The law for filing a Boston bankruptcy is clear in many respects. One important aspect is to complete the Boston bankruptcy petition and schedules accurately and honestly. Another important part of any Massachusetts bankruptcy case is to testify honestly at any and all hearings. For example, at all bankruptcy creditor hearings, also known as 341 hearings, debtors are sworn in and the Interim Trustee asks questions. Sometimes your lawyer will make a representation to the Trustee.

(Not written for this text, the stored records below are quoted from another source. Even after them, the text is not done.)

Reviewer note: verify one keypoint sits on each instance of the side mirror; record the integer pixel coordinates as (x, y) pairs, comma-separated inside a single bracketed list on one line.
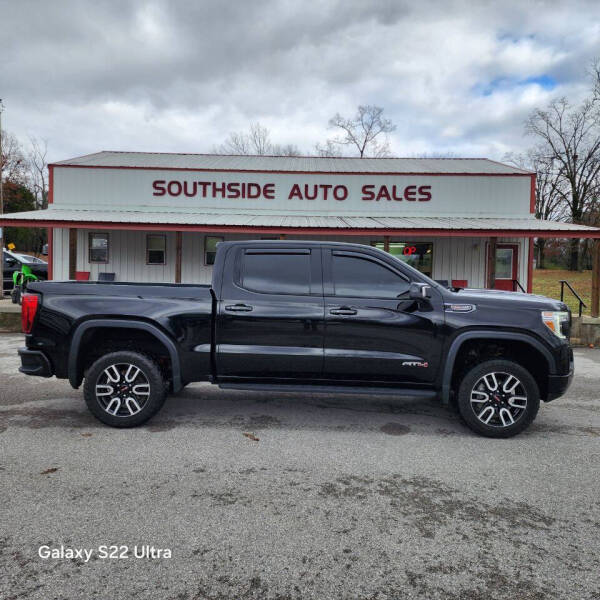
[(419, 291)]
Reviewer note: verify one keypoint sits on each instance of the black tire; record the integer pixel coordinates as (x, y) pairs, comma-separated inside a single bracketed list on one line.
[(521, 404), (133, 400)]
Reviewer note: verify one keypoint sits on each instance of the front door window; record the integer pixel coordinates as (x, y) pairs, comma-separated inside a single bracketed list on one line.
[(418, 255)]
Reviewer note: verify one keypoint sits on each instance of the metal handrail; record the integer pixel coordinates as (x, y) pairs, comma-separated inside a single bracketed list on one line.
[(562, 294), (517, 283)]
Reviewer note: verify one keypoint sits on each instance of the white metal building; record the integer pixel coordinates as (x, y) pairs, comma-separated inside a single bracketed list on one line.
[(157, 217)]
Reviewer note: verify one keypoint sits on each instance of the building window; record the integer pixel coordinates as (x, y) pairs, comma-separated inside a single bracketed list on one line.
[(98, 247), (416, 254), (210, 249), (156, 248)]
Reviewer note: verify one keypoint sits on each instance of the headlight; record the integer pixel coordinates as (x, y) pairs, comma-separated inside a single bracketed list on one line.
[(554, 321)]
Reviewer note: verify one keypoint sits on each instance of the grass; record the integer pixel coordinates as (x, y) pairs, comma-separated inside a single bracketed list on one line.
[(547, 283)]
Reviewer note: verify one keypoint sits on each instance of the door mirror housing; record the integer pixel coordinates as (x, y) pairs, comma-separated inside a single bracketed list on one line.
[(419, 291)]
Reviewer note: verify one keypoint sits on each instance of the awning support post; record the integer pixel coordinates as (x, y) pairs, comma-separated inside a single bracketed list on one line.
[(72, 253), (596, 278), (491, 264), (178, 247)]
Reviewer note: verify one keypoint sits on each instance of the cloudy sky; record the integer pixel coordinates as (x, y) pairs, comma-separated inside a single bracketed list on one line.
[(179, 75)]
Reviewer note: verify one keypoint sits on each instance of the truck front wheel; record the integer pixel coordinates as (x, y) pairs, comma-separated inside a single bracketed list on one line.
[(498, 398), (124, 389)]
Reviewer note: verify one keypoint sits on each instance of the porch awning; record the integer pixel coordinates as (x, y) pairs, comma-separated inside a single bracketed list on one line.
[(297, 223)]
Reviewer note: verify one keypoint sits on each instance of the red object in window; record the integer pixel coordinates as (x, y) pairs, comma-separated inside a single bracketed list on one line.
[(460, 283), (29, 304)]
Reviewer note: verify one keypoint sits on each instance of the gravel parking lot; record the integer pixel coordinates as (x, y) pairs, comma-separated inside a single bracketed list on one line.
[(340, 497)]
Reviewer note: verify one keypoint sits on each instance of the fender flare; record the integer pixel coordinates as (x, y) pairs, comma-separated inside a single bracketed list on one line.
[(489, 333), (73, 364)]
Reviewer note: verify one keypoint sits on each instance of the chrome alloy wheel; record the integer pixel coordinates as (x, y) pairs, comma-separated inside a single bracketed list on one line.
[(122, 390), (498, 399)]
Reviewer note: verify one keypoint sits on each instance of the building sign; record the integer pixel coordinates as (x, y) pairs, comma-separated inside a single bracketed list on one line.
[(298, 191), (339, 194)]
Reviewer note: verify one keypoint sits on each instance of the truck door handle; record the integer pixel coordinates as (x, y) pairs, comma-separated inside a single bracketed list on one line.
[(343, 310), (238, 308)]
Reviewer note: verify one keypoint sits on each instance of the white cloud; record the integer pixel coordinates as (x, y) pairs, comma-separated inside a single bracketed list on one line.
[(178, 76)]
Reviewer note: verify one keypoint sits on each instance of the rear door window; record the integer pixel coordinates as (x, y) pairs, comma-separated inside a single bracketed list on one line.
[(269, 272)]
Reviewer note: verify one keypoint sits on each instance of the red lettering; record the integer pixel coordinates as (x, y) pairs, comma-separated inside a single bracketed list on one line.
[(220, 189), (159, 187), (315, 193), (174, 185), (269, 191), (383, 193), (340, 192), (295, 192), (203, 185), (253, 190), (424, 193), (185, 189), (367, 192), (233, 190)]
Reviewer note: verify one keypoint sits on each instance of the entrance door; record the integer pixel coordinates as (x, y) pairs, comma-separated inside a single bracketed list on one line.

Your obligation is to answer all questions honestly and to correct any mistakes your attorney makes. In a case that came down from the First Circuit Court of Appeals last month a debtor lost his bankruptcy discharge as to all his debts after adopting his lawyer’s misrepresentation at the 341 creditor hearing. The case Thunberg, Bruce E. (Lawyers Weekly No. 01-095-11) revolved around the issue of payments (from the wife to the husband) and how they were characterized; i.e. alimony verses settlement. Without going into divorce law here, or the facts of the case, there is a significant difference between support (income) and property settlement (an asset).
 
The debtor’s bankruptcy lawyer misrepresented the way the divorce agreement was worded and how the payments were being made. This amounted to a fraud on the court.
 
We have written many times on the issue of fraud and misrepresentation. It may work for some folks some times, but it generally will not work. And it’s not worth it. There any many legal ways to get around a legal problem. Talking with your bankruptcy lawyer, making and executing a plan, is the best way to work out what may seem like an insurmountable legal issue.